State Key Laboratory of Chemo/Biosensing and Chemometrics, College of Chemistry and Chemical Engineering, Hunan University, Changsha 410082, PR China.
Talanta. 2010 Mar 15;80(5):1698-701. doi: 10.1016/j.talanta.2009.10.009. Epub 2009 Oct 13.
Multivariate spectral analysis has been widely applied in chemistry and other fields. Spectral data consisting of measurements at hundreds and even thousands of analytical channels can now be obtained in a few seconds. It is widely accepted that before a multivariate regression model is built, a well-performed variable selection can be helpful to improve the predictive ability of the model. In this paper, the concept of traditional wavelength variable selection has been extended and the idea of variable weighting is incorporated into least-squares support vector machine (LS-SVM). A recently proposed global optimization method, particle swarm optimization (PSO) algorithm is used to search for the weights of variables and the hyper-parameters involved in LS-SVM optimizing the training of a calibration set and the prediction of an independent validation set. All the computation process of this method is automatic. Two real data sets are investigated and the results are compared those of PLS, uninformative variable elimination-PLS (UVE-PLS) and LS-SVM models to demonstrate the advantages of the proposed method.

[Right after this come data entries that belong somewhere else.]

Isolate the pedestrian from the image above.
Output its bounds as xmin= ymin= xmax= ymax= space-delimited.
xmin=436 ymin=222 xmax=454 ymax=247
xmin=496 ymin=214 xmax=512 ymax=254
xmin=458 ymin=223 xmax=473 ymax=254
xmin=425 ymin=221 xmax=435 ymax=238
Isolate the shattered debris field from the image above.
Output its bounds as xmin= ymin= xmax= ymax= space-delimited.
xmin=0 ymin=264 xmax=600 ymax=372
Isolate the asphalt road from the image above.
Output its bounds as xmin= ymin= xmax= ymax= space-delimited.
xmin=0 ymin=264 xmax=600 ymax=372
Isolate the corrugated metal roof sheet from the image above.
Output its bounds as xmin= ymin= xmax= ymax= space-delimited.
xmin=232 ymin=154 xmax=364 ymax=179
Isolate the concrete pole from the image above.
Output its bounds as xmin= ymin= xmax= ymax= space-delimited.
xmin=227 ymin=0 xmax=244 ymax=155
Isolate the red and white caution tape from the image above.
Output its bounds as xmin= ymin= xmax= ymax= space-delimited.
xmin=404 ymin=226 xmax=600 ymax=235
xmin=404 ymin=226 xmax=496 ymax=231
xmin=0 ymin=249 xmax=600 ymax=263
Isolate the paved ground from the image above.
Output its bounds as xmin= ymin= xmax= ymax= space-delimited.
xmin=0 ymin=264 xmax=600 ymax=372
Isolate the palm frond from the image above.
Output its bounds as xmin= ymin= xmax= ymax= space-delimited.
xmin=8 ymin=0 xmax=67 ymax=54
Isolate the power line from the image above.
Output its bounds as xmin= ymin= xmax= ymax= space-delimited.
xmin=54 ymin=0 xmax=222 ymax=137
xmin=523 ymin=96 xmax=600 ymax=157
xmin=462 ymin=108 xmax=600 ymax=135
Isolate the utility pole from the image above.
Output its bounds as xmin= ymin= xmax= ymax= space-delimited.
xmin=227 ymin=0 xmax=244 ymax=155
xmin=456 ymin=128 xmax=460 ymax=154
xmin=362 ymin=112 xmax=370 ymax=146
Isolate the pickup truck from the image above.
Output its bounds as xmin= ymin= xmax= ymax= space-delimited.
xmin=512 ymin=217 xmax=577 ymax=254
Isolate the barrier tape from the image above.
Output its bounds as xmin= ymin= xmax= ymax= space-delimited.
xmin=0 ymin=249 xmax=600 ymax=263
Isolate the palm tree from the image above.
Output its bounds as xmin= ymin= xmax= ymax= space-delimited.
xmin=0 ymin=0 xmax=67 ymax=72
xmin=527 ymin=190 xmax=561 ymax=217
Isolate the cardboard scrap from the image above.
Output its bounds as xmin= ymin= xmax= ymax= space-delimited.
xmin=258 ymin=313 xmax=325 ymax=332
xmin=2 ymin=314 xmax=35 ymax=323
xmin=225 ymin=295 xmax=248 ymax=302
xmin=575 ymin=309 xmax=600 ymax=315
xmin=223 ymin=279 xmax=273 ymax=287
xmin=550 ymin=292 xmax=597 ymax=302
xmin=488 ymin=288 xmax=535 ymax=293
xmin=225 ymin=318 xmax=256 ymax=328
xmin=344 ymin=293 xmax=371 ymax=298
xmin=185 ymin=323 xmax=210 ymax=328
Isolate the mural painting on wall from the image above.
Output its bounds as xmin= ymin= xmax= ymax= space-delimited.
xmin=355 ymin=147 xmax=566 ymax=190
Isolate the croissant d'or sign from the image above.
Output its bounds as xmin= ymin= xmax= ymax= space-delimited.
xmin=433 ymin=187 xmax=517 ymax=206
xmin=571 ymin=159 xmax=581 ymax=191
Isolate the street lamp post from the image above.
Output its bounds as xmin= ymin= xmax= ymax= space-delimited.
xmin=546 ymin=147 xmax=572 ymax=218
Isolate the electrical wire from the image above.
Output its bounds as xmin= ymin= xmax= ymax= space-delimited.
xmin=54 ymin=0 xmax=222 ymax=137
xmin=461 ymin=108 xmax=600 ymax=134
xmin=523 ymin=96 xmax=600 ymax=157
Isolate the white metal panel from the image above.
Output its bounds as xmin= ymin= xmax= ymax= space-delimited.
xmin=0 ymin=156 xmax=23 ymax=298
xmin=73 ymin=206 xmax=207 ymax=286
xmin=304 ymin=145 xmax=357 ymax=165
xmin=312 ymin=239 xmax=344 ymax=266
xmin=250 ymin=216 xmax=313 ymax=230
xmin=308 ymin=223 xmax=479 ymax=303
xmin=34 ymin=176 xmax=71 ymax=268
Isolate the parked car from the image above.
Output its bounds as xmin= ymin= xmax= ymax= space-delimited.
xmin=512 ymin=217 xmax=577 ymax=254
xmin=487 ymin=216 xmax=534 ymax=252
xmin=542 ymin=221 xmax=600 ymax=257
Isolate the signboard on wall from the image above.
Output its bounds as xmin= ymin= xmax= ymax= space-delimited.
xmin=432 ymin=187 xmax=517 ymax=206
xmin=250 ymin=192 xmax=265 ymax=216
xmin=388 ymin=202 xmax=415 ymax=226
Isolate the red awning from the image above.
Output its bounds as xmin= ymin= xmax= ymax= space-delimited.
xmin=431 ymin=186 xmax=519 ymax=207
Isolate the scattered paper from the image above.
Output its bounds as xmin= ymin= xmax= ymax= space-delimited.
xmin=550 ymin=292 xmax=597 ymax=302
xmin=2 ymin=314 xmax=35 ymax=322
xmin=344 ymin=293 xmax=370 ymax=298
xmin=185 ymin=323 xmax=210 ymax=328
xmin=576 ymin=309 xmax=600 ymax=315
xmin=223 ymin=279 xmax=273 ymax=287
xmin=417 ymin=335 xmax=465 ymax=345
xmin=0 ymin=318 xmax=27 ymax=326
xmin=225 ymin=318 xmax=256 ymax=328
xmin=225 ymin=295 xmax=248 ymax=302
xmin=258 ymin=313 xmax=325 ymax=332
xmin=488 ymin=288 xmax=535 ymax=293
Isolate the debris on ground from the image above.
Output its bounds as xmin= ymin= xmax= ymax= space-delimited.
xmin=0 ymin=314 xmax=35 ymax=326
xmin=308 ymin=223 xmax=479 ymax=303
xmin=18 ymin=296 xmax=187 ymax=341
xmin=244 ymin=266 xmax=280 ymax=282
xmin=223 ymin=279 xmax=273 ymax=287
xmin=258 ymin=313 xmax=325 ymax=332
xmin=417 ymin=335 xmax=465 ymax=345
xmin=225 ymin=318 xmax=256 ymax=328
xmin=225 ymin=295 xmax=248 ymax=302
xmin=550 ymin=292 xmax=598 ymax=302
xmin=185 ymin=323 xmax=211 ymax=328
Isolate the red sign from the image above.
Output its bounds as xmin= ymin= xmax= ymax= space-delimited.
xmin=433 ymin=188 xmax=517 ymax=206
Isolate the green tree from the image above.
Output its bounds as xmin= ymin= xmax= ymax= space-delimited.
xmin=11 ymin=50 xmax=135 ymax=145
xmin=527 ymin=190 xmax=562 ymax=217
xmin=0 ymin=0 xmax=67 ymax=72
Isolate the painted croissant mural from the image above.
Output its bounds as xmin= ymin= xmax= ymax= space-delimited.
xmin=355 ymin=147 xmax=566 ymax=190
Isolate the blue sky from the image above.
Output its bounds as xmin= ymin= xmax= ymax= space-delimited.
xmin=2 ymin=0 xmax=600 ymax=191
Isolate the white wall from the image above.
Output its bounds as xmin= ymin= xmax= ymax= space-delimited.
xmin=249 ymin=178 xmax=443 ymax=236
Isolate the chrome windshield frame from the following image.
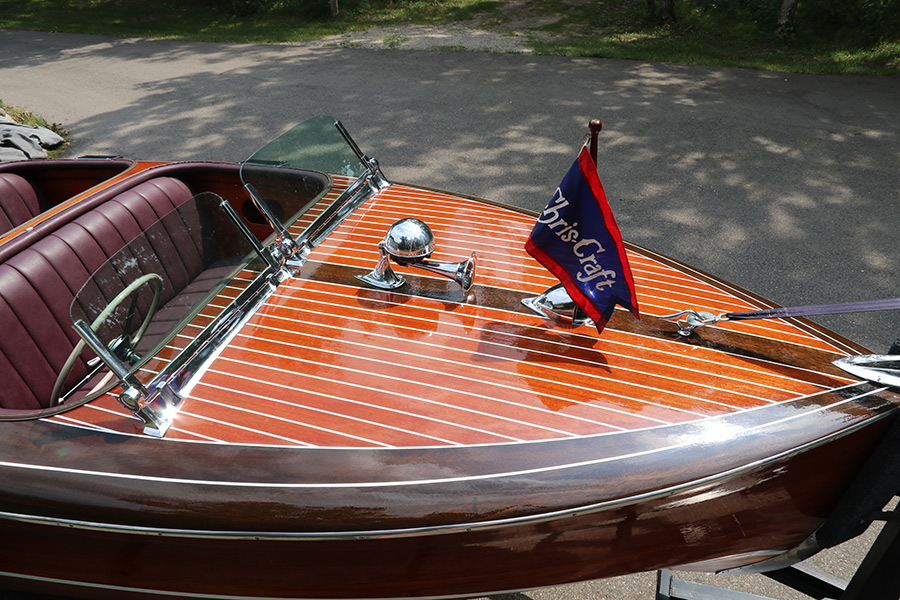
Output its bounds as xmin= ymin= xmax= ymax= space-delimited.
xmin=73 ymin=118 xmax=391 ymax=437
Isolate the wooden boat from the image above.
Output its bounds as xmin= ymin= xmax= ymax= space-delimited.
xmin=0 ymin=118 xmax=900 ymax=599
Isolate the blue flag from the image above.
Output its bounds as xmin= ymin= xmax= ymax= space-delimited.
xmin=525 ymin=147 xmax=641 ymax=332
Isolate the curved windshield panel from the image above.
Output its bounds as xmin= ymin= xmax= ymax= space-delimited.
xmin=70 ymin=193 xmax=262 ymax=384
xmin=241 ymin=116 xmax=367 ymax=176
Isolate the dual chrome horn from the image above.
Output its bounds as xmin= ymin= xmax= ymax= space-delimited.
xmin=356 ymin=218 xmax=476 ymax=291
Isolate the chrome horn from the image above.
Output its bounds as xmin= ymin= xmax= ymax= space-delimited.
xmin=356 ymin=218 xmax=477 ymax=291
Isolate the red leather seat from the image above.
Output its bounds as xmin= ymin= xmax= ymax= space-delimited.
xmin=0 ymin=173 xmax=41 ymax=235
xmin=0 ymin=176 xmax=197 ymax=410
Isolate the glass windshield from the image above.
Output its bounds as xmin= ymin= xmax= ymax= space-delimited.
xmin=70 ymin=193 xmax=262 ymax=372
xmin=241 ymin=116 xmax=366 ymax=176
xmin=241 ymin=116 xmax=369 ymax=236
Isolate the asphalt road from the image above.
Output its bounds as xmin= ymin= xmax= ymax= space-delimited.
xmin=0 ymin=30 xmax=900 ymax=600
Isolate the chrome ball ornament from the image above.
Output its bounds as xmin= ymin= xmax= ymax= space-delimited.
xmin=384 ymin=218 xmax=435 ymax=264
xmin=356 ymin=217 xmax=477 ymax=292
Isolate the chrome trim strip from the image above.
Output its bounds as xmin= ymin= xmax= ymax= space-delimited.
xmin=0 ymin=399 xmax=896 ymax=541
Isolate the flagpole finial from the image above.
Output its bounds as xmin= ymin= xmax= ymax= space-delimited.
xmin=588 ymin=119 xmax=603 ymax=164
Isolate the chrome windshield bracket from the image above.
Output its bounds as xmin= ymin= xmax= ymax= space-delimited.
xmin=660 ymin=309 xmax=728 ymax=337
xmin=834 ymin=354 xmax=900 ymax=388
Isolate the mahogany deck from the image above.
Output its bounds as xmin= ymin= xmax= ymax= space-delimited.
xmin=47 ymin=180 xmax=855 ymax=447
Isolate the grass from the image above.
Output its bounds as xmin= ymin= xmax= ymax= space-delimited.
xmin=0 ymin=100 xmax=71 ymax=158
xmin=0 ymin=0 xmax=900 ymax=76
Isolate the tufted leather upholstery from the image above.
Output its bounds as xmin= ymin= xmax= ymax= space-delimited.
xmin=0 ymin=177 xmax=203 ymax=410
xmin=0 ymin=173 xmax=41 ymax=234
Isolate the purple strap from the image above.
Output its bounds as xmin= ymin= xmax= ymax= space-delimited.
xmin=723 ymin=298 xmax=900 ymax=321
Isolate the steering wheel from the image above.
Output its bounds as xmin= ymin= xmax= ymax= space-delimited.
xmin=50 ymin=273 xmax=162 ymax=407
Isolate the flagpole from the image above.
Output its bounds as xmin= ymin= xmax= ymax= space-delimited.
xmin=588 ymin=119 xmax=603 ymax=165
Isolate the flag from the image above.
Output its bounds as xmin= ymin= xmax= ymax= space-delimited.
xmin=525 ymin=147 xmax=641 ymax=332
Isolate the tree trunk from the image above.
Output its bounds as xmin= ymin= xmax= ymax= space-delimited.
xmin=659 ymin=0 xmax=675 ymax=23
xmin=775 ymin=0 xmax=799 ymax=38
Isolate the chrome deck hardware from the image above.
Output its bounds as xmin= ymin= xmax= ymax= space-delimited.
xmin=522 ymin=283 xmax=594 ymax=327
xmin=356 ymin=218 xmax=477 ymax=291
xmin=834 ymin=354 xmax=900 ymax=387
xmin=660 ymin=309 xmax=728 ymax=337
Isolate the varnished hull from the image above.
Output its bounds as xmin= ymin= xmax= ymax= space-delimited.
xmin=0 ymin=157 xmax=898 ymax=599
xmin=0 ymin=402 xmax=888 ymax=598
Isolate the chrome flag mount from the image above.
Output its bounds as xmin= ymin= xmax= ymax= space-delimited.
xmin=522 ymin=147 xmax=640 ymax=332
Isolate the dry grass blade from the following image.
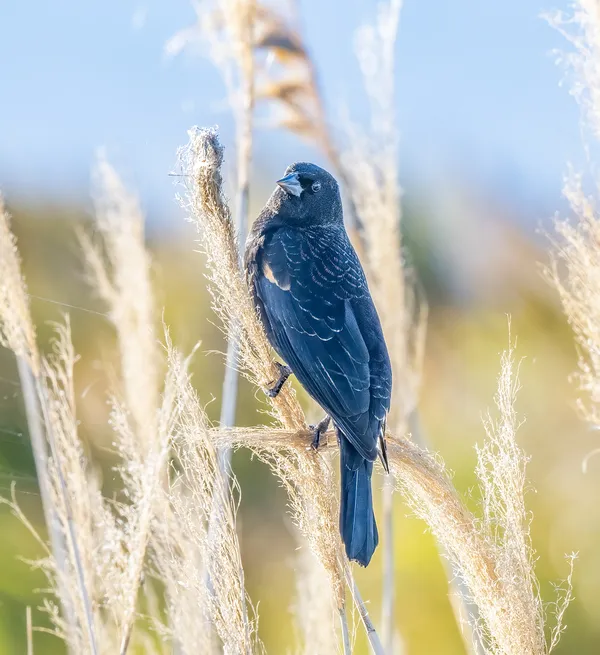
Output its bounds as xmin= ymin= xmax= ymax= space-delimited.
xmin=547 ymin=0 xmax=600 ymax=436
xmin=214 ymin=338 xmax=572 ymax=655
xmin=339 ymin=0 xmax=427 ymax=652
xmin=173 ymin=128 xmax=304 ymax=427
xmin=0 ymin=195 xmax=84 ymax=644
xmin=80 ymin=158 xmax=164 ymax=653
xmin=180 ymin=128 xmax=380 ymax=644
xmin=81 ymin=158 xmax=160 ymax=448
xmin=0 ymin=195 xmax=40 ymax=376
xmin=293 ymin=548 xmax=340 ymax=655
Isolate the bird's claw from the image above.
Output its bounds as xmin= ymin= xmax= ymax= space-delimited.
xmin=309 ymin=416 xmax=331 ymax=451
xmin=265 ymin=362 xmax=292 ymax=398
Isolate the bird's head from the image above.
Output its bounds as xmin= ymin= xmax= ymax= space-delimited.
xmin=273 ymin=162 xmax=343 ymax=225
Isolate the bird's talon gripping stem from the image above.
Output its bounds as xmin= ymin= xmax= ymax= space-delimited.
xmin=265 ymin=362 xmax=292 ymax=398
xmin=310 ymin=416 xmax=331 ymax=450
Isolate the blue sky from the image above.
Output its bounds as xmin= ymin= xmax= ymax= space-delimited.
xmin=0 ymin=0 xmax=584 ymax=220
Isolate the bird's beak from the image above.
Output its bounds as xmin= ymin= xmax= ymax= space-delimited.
xmin=277 ymin=173 xmax=302 ymax=198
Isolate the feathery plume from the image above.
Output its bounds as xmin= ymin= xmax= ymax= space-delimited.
xmin=179 ymin=128 xmax=380 ymax=652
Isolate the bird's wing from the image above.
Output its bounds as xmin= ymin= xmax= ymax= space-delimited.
xmin=254 ymin=229 xmax=381 ymax=460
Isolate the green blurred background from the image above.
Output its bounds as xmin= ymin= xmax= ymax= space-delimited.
xmin=0 ymin=0 xmax=600 ymax=655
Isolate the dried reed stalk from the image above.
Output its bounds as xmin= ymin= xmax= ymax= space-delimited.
xmin=152 ymin=340 xmax=262 ymax=655
xmin=179 ymin=128 xmax=382 ymax=648
xmin=547 ymin=5 xmax=600 ymax=438
xmin=80 ymin=158 xmax=169 ymax=655
xmin=293 ymin=548 xmax=340 ymax=655
xmin=0 ymin=196 xmax=97 ymax=653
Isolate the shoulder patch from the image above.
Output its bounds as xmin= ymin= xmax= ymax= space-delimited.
xmin=262 ymin=259 xmax=290 ymax=291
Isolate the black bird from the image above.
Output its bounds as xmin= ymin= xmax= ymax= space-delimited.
xmin=245 ymin=163 xmax=392 ymax=566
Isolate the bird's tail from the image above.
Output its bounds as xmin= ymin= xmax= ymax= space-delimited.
xmin=340 ymin=435 xmax=379 ymax=566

多元光谱分析已经广泛应用于化学和其他领域。现在,在几秒钟内就可以获得由数百甚至数千个分析通道的测量值组成的光谱数据。人们普遍认为,在建立多元回归模型之前,进行良好的变量选择有助于提高模型的预测能力。本文扩展了传统波长变量选择的概念,并将变量加权的思想纳入到最小二乘支持向量机(LS-SVM)中。最近提出的全局优化方法,粒子群优化(PSO)算法,用于搜索变量的权重和 LS-SVM 中的超参数,以优化校准集的训练和独立验证集的预测。该方法的所有计算过程都是自动化的。研究了两个真实数据集,并将结果与 PLS、无信息变量消除-PLS(UVE-PLS)和 LS-SVM 模型进行比较,以证明该方法的优势。